At the 19th International Architecture Exhibition of La Biennale di Venezia, Ma Yansong and MAD Architects introduce City of Plants — a living metaphor for the future of urban design. Set within the Biennale’s central theme, “Intelligens: Natural. Artificial.”, the installation questions what intelligence means in the age of synthetic cities, where technology and nature are no longer separate but symbiotic.
City of Plants reimagines the city as a breathing organism. Instead of concrete grids and mechanical order, Ma envisions an ecosystem that grows, adapts, and responds — much like a forest. The installation unfolds as an architectural garden, where vegetation and structure intertwine, dissolving the usual distinction between the built and the biological. It is not simply a vision of sustainability but of sensitivity — a design philosophy that learns from nature rather than dominates it.

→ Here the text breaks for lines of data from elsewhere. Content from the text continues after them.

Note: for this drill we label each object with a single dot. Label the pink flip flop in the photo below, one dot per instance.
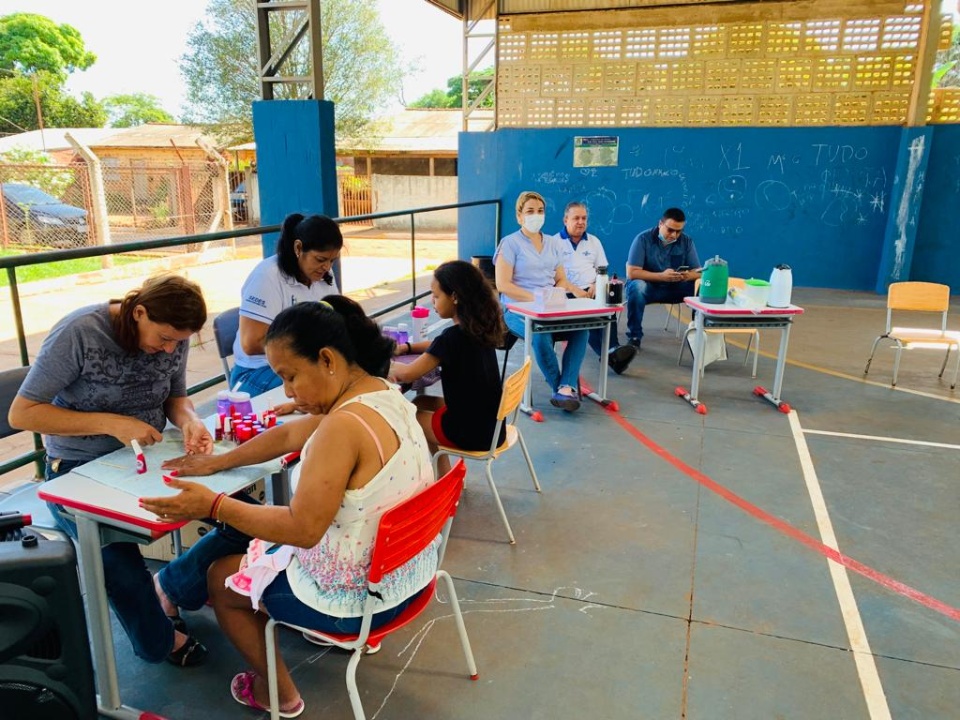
(241, 687)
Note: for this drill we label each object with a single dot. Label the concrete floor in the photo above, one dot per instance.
(675, 564)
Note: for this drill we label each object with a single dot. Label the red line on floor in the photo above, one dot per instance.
(785, 528)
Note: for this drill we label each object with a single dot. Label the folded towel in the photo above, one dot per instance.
(258, 568)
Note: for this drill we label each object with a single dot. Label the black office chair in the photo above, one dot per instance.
(24, 499)
(225, 328)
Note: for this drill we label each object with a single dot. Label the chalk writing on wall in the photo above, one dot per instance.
(722, 186)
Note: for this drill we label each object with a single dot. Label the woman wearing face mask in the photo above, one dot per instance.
(525, 261)
(300, 272)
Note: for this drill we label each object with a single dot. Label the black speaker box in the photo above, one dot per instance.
(45, 668)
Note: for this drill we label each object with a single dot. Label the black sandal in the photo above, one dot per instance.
(192, 653)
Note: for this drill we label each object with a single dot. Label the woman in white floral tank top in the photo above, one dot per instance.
(366, 455)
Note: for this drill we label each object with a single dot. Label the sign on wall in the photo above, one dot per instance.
(596, 151)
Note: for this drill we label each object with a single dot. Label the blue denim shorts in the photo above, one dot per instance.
(284, 606)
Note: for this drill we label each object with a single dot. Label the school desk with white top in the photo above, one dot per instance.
(727, 316)
(576, 314)
(105, 511)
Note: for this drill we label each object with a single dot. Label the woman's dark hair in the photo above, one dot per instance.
(315, 232)
(169, 300)
(335, 322)
(478, 309)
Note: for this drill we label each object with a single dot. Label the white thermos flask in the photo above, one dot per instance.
(781, 286)
(600, 284)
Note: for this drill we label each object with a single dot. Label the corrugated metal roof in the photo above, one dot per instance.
(413, 130)
(143, 136)
(153, 135)
(52, 139)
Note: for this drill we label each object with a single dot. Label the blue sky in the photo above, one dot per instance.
(137, 44)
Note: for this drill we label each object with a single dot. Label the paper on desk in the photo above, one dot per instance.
(119, 470)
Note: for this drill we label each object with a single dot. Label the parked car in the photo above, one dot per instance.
(238, 203)
(33, 216)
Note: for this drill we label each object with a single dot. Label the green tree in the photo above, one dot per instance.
(361, 68)
(18, 110)
(30, 43)
(436, 98)
(946, 72)
(135, 109)
(28, 171)
(453, 96)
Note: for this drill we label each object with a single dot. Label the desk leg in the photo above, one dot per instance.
(699, 341)
(601, 396)
(98, 618)
(774, 397)
(527, 404)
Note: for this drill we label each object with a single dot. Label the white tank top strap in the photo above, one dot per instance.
(370, 431)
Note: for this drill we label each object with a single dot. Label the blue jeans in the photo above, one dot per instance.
(129, 585)
(567, 371)
(255, 381)
(641, 293)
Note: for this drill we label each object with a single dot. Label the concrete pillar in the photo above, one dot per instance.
(899, 239)
(296, 161)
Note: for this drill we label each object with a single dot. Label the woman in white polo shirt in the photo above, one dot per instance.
(299, 272)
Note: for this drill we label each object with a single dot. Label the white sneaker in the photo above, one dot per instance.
(371, 649)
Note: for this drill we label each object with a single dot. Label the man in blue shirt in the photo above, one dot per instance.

For Ma Yansong, this project continues his long-standing “Shanshui City” concept — the idea that architecture should evoke the emotional and spiritual resonance of natural landscapes. “Our cities should grow like forests,” he notes, “rooted in the intelligence of nature.” In City of Plants, intelligence is not just computational or digital. It is ecological — an awareness of balance, coexistence, and renewal.

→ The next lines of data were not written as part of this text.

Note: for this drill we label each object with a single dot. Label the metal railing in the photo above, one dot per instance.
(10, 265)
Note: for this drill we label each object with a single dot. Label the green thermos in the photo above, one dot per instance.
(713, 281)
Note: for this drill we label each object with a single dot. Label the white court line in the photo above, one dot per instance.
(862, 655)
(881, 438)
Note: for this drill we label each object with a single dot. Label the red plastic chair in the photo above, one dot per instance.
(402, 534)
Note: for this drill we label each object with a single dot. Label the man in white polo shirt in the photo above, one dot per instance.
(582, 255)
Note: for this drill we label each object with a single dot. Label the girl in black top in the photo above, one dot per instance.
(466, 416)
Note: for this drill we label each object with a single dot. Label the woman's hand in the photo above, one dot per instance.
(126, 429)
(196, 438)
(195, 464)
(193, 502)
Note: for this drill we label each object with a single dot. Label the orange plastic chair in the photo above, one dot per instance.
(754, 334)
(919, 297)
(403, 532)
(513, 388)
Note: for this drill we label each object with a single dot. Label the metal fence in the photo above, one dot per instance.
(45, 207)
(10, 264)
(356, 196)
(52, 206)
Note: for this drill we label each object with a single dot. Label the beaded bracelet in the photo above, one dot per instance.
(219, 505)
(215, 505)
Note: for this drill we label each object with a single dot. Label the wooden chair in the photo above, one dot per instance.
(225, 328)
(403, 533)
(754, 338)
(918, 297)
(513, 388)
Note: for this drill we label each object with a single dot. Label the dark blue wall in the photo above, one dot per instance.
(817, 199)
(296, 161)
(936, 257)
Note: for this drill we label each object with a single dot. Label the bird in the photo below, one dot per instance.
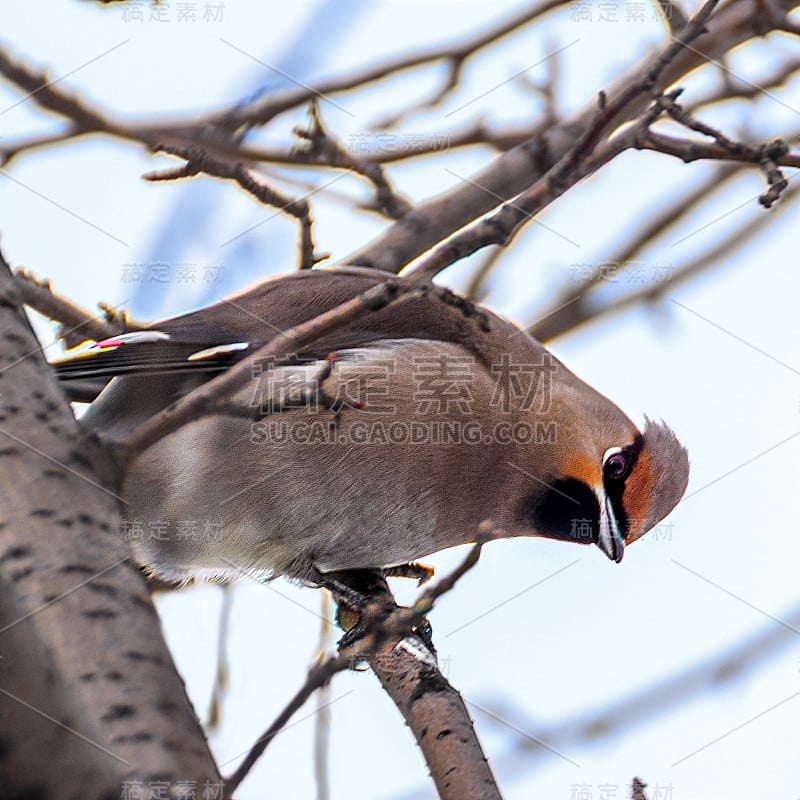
(429, 423)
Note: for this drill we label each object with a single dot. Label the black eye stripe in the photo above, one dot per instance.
(614, 485)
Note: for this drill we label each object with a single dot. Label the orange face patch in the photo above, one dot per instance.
(584, 468)
(638, 495)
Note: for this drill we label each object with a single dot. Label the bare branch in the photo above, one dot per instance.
(77, 324)
(263, 110)
(321, 144)
(408, 671)
(199, 160)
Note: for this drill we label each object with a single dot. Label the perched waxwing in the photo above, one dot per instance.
(419, 427)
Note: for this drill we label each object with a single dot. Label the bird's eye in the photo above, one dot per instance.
(616, 467)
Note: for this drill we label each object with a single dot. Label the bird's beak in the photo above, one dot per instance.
(610, 539)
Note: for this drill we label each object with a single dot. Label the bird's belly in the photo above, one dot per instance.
(205, 502)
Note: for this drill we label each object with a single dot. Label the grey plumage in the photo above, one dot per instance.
(388, 440)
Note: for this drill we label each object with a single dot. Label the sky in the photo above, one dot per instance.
(540, 632)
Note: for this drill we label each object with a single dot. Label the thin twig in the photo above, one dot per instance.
(199, 160)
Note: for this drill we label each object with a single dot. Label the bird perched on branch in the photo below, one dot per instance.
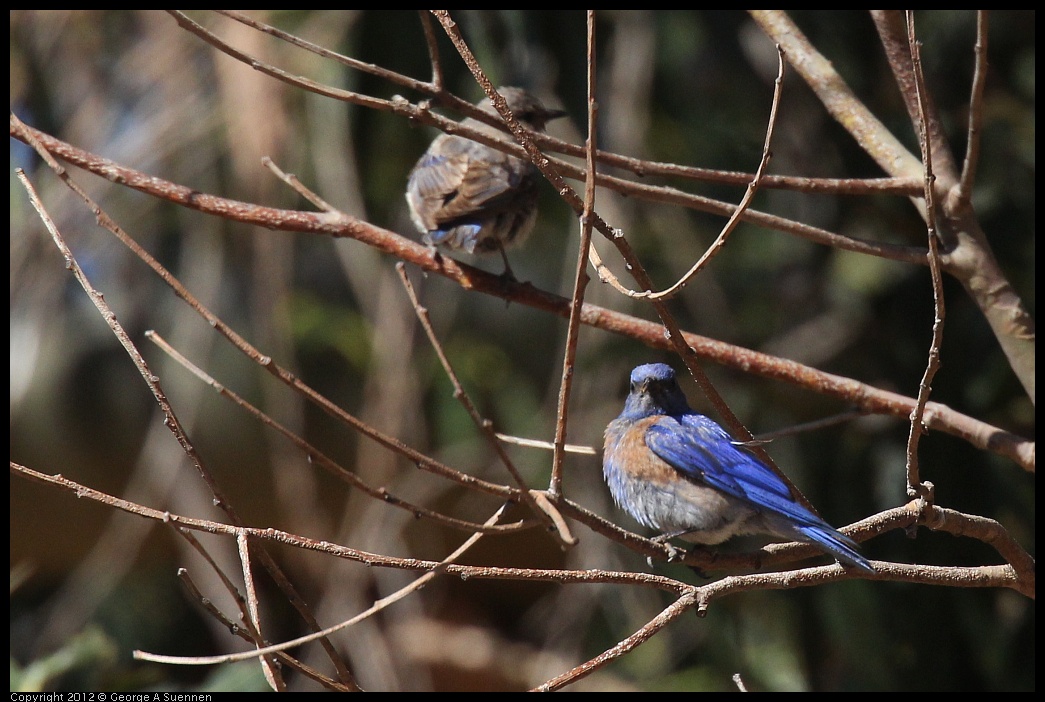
(468, 196)
(679, 472)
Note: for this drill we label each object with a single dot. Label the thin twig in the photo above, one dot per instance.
(914, 485)
(484, 425)
(580, 273)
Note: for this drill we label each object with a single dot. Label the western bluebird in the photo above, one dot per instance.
(679, 472)
(463, 194)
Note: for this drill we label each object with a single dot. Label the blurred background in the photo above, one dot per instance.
(89, 584)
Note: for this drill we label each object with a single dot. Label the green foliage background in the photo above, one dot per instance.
(688, 87)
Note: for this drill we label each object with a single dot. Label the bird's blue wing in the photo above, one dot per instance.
(701, 450)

The work speaks directly to the Biennale’s curatorial premise: that intelligence cannot be confined to human reasoning or artificial systems. Nature’s own logic — the way plants adapt, communicate, and regenerate — becomes a new model for urban intelligence. Through this lens, the city is no longer a product of human ego but a collective organism, animated by natural and artificial minds in conversation.
The installation’s material presence reinforces this dialogue. Organic forms rise like stems from the earth, intertwining with digital light and sound that pulse in response to movement. The experience is immersive yet meditative — an urban forest that listens and reacts. Visitors don’t simply observe architecture; they inhabit its metabolism.

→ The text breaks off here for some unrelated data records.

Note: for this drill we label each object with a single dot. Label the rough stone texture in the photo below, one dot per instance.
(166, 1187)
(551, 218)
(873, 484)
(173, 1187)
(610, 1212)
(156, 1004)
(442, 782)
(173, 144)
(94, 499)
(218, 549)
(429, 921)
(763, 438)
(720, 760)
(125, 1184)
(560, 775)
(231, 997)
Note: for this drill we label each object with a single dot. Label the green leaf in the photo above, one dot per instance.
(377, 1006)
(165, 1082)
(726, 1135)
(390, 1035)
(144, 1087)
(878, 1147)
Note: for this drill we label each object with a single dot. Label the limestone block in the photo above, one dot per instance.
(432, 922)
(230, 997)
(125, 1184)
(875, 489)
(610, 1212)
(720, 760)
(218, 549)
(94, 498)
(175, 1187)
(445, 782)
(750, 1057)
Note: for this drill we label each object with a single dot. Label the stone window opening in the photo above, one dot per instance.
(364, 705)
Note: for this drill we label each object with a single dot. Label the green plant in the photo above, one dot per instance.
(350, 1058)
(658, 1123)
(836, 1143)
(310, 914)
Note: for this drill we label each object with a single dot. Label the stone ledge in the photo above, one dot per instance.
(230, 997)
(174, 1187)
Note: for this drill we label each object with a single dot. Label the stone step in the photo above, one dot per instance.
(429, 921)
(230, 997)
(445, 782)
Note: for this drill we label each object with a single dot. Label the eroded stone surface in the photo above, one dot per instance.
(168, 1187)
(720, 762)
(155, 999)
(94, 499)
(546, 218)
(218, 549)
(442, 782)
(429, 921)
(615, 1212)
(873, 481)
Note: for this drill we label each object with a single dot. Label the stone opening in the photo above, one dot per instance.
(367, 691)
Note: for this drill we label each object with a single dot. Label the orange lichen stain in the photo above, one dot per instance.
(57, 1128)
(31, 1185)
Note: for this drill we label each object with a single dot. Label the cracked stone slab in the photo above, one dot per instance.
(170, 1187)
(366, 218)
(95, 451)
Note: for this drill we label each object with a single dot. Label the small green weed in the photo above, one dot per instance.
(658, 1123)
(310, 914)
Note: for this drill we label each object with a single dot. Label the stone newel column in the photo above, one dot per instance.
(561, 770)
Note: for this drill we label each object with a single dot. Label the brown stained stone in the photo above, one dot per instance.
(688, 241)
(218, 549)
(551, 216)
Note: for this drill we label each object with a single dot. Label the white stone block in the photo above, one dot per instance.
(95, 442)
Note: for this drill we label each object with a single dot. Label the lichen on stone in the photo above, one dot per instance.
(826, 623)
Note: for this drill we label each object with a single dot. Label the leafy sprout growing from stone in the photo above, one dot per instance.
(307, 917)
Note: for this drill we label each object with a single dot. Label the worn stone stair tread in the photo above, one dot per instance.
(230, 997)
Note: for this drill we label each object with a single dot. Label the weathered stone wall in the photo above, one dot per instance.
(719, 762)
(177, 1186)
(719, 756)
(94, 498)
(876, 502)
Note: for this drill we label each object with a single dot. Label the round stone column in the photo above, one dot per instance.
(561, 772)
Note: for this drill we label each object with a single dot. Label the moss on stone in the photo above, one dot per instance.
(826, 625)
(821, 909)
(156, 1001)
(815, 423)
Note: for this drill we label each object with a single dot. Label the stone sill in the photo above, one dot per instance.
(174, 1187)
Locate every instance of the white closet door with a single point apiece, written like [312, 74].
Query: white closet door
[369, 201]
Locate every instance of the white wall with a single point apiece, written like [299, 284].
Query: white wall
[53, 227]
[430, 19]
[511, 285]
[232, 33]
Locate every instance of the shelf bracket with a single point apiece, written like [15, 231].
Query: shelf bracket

In an era defined by environmental precarity and digital acceleration, City of Plants offers an alternative blueprint. It imagines cities that think in green, that sense, adapt, and breathe. In doing so, Ma Yansong and MAD Architects extend the meaning of intelligence — from artificial calculation to living cognition — urging us to rethink what a smart city could truly be.
Because the smartest cities, City of Plants suggests, might be the ones that behave like nature itself.